Incest; is there anything more shudderingly repulsive? The internet may have desensitised us to many formerly unspeakable acts, but sexual relations between family members are still morally repugnant and utterly disturbing.
Or are they?
Incest normally conjures chilling images of vile old men 'grooming' children and assaulting prepubescent teens. Forget Ariel Castro and Joseph Fritzl. What if there is no force, coercion or betrayal of trust? What if there is no sexual predator and no victim? What if they are adults and it is consensual?
The mere thought is grimace-worthy but there is a small and vocal online community, mostly found in chatrooms and forums, who claim that incest is too broad a term for relationships involving consenting family members. They claim that any two consenting adults should be able to share love, sex, residence and marriage. They claim that they are not hurting anyone. They claim that laws and prejudices need to catch up with reality.
So, do they have a point?
By no means are these online defenders exonerating any paedophiles of their wicked sins. They are defending those who fall victim to Genetic Sexual Attraction (GSA); the curious phenomenon where relatives who have been separated for years are gripped an intense physical and emotional lure upon reuniting.
It may sound like something straight out of a trashy gossip magazine or Jeremy Kyle's archive, but there are plenty of documented instances of GSA. The most famous is that of the Stübings brother and sister who failed to beat anti-incest laws when they spawned four children in Germany. GSA has even been covered in pop culture; think Oedipus Rex, J.R.R Tolkein's 'The Silmarillion' or Luke and Leia in Star Wars.
Credible, academic research is scant, probably because few prominent scientists would risk tarnishing their name with such evocative subject matter, but there is a consensus about where GSA happens most - in post-adoption reunions.
In recent years, these reunions have become a source of much media attention. We see them regularly on TV, in movies and in books. In 2014, there will even be a fourth season of 'Long Lost Family' on ITV - the show dedicated solely to finding and reuniting relatives separated by adoption.
The danger is that we view these reunions through rose-tinted glasses. The popular media panders to what we want to see; long lost relatives bounding happily into each other's arms. We are rarely shown any outbursts, accusations of blame or eruptions of pent-up frustration. TV presenters squeeze every last joyful tear out of their interviewees, but they forget to tell us that some reunions go terribly, terribly wrong...
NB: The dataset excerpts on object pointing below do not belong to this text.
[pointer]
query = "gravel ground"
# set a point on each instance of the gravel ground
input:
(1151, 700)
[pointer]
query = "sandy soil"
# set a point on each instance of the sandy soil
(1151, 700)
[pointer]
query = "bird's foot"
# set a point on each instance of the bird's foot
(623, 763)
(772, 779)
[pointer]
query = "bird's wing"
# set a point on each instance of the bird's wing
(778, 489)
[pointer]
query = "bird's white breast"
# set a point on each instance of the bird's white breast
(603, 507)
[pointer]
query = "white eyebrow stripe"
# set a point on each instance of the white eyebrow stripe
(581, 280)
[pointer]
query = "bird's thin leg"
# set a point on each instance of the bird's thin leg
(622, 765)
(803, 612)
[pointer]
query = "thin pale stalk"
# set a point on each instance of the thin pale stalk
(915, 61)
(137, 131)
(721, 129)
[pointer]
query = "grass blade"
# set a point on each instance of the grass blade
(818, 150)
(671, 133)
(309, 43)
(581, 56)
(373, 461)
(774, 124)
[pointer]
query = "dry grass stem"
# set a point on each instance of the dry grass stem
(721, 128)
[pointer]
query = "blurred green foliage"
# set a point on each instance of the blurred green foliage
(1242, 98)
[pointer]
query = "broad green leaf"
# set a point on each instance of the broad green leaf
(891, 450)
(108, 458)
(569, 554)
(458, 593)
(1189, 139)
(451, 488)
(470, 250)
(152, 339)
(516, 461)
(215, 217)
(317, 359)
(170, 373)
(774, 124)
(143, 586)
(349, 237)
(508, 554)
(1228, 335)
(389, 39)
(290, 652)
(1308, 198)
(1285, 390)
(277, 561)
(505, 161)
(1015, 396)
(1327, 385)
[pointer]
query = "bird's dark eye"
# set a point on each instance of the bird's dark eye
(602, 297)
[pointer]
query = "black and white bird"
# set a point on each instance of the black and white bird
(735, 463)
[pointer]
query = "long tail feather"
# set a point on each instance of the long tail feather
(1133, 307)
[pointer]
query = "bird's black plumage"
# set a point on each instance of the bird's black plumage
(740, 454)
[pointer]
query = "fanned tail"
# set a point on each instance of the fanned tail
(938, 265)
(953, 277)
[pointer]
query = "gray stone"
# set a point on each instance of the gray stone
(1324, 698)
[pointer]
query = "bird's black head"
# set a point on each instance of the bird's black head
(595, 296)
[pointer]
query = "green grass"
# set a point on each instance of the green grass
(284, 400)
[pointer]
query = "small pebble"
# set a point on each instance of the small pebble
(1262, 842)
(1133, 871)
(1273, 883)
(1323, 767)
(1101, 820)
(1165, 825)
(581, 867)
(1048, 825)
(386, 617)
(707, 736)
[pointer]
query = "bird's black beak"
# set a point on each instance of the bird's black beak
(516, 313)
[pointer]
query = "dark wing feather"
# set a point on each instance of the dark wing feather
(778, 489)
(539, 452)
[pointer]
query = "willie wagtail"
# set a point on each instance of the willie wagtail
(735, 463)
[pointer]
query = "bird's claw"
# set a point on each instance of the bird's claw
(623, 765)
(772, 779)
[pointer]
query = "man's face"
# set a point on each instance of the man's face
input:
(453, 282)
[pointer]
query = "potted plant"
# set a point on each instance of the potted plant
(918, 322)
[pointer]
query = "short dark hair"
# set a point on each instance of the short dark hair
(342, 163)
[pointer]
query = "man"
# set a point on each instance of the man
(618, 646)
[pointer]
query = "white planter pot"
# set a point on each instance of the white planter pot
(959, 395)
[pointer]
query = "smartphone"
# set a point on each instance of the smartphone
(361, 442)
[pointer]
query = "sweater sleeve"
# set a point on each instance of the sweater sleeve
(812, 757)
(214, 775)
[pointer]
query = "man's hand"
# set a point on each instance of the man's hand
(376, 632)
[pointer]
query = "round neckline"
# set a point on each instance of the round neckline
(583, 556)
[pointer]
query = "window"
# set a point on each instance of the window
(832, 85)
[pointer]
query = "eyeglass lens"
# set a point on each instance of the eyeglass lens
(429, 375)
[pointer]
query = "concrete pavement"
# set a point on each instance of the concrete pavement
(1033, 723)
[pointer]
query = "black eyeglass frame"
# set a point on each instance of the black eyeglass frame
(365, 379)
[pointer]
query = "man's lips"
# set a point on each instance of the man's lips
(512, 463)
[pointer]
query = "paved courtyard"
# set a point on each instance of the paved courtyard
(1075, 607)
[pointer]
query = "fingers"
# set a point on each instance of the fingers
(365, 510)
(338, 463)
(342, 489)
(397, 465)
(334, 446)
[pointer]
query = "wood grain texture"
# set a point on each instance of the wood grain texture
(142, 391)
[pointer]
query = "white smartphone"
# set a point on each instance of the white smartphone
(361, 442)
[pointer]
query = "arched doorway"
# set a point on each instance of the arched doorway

They don't tell us about Genetic Sexual Attraction. They don't tell us that academics at University College London found that as many as 50% of post-adoption reunions are marked by strong sexual feelings in one or both participants.
Obviously, there is a lot to manage in an adoption reunion. They are unpredictable and exhausting. There is intense emotional upheaval. There is anxiety, confusion and restlessness. There is fear, excitement and anger. There is denial, avoidance, projection and rationalisation. There are anxious waits, miscommunications and false assumptions. There are pitfalls and hurdles. So many years have passed, there are so many feelings to feel, words to speak and tears to shed. Rational thinking is understandably difficult during such extreme emotional stress, but can a reunion really convert normal people into characters of a Greek tragedy?
Yes.
GSA is linked to the 'Westermarck Effect', which hypothesises that infants are desensitised to those who they live with in early life because the bonding process prevents sexual attraction later on. It is thought to be a result of evolution; to supress prevent and lower the prevalence of disabilities or recessive traits.
Infants separated from their biological family avoid the Westermarck Effect. They were not desensitised to their relatives and when they reunite, ostensibly as strangers, the unprecedented feelings of connection, the unexplainable magnetism and the discovery of genetic resemblances blur family boundaries. In the worst cases, feelings can be expressed sexually, even if the erotic attraction is as much an emotional longing to be intimate as a sexual one.
GSA is always a risk in reunion because there will always be a fierce and profound bond between an adoptee and their birth mother. Not everyone who has a reunion feels a sexual attraction and not everyone who does, acts upon it.
Yet some people do, so GSA is a reality, not a salacious theory. It may be kept shrouded in mystery and spoken about only in whispers, but it is not going to go away anytime soon. Adoption reunions are increasingly common, especially since social networking has simplified tracing. Increasing rates of IVF, sperm donation and even divorce will only create more opportunity for family members to be separated then found later in life too.
The potential for GSA will not stop reunions. Many adoptees possess an instinctive need to reconnect with a birth mother. Searching for genetic roots can quell the pain caused by the initial separation. Reunions are about finding emotional stability and self-discovery. They can help adoptees understand themselves. Yet anyone engaging in post-separation contact should know that an unexpected and shocking discovery is possible, one which may turn a temporarily distressing experience into a permanently traumatic one.
More reunions mean more debate surrounding the legality and morality of Genetic Sexual Attraction. Certain questions will remain:
Is there a difference between biological and sociological incest? Should we condemn those gripped by GSA? Or is it an ordinary response to exceptional circumstances?